I've searched online and found all manner of workaround and regex and search and replace scripts but the only thing that seems to work in Python is lxml's etree with recover=True.
However, that doesn't even always work because some of the files are apparently not UTF-8, so I get the error:
lxml.etree.XMLSyntaxError: Input is not proper UTF-8, indicate encoding !
Issue 2 - Data records have random amounts of leading and following CRs and spaces
For the files I can parse with lxml.etree, the actual Data records are also wrapped in CRs and random spaces:
<Data>
(random numbers of CR + spaces and sometimes tabs)
*content<CR>*
(random numbers of CR + spaces and sometimes tabs)
</Data>
and therefore when I run
parser = etree.XMLParser(recover=True)
tree = etree.parse('vendor-1-records.xml', parser=parser)

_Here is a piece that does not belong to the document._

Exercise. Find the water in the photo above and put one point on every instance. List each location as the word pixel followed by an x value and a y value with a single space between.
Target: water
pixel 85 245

tags_needed = tree.iter('Data')
for it in tags_needed:
print (it.tag,it.attrib)
I get a collection of empty Data tags (one for each data record in the file) like
Data {}
Data {}
Questions
- Is there a more efficient language/module than Python's lxml for ignoring the illegal characters? As I said, I've dug through a number of cookbook blog posts, SE articles, etc for pre-processing the XML and nothing seems to really work - there's always one more control character/etc that hangs the parser.
SE suggested a post about cleaning XML which references an old Atlassian tool ( Stripping Invalid XML characters in Java). I did some basic tests and it seems like it might work but open to other suggestions.
- I have not used regex with Python much - any suggestions on how to handle cleaning the leading/trailing CR/space/tab randomness in the Data tags? The actual record string I want in that Data tag also has a CR at the end and may contain tabs as well so I can't just search and replace. Maybe there is a regex way to pull that but my regex-fu is pretty weak.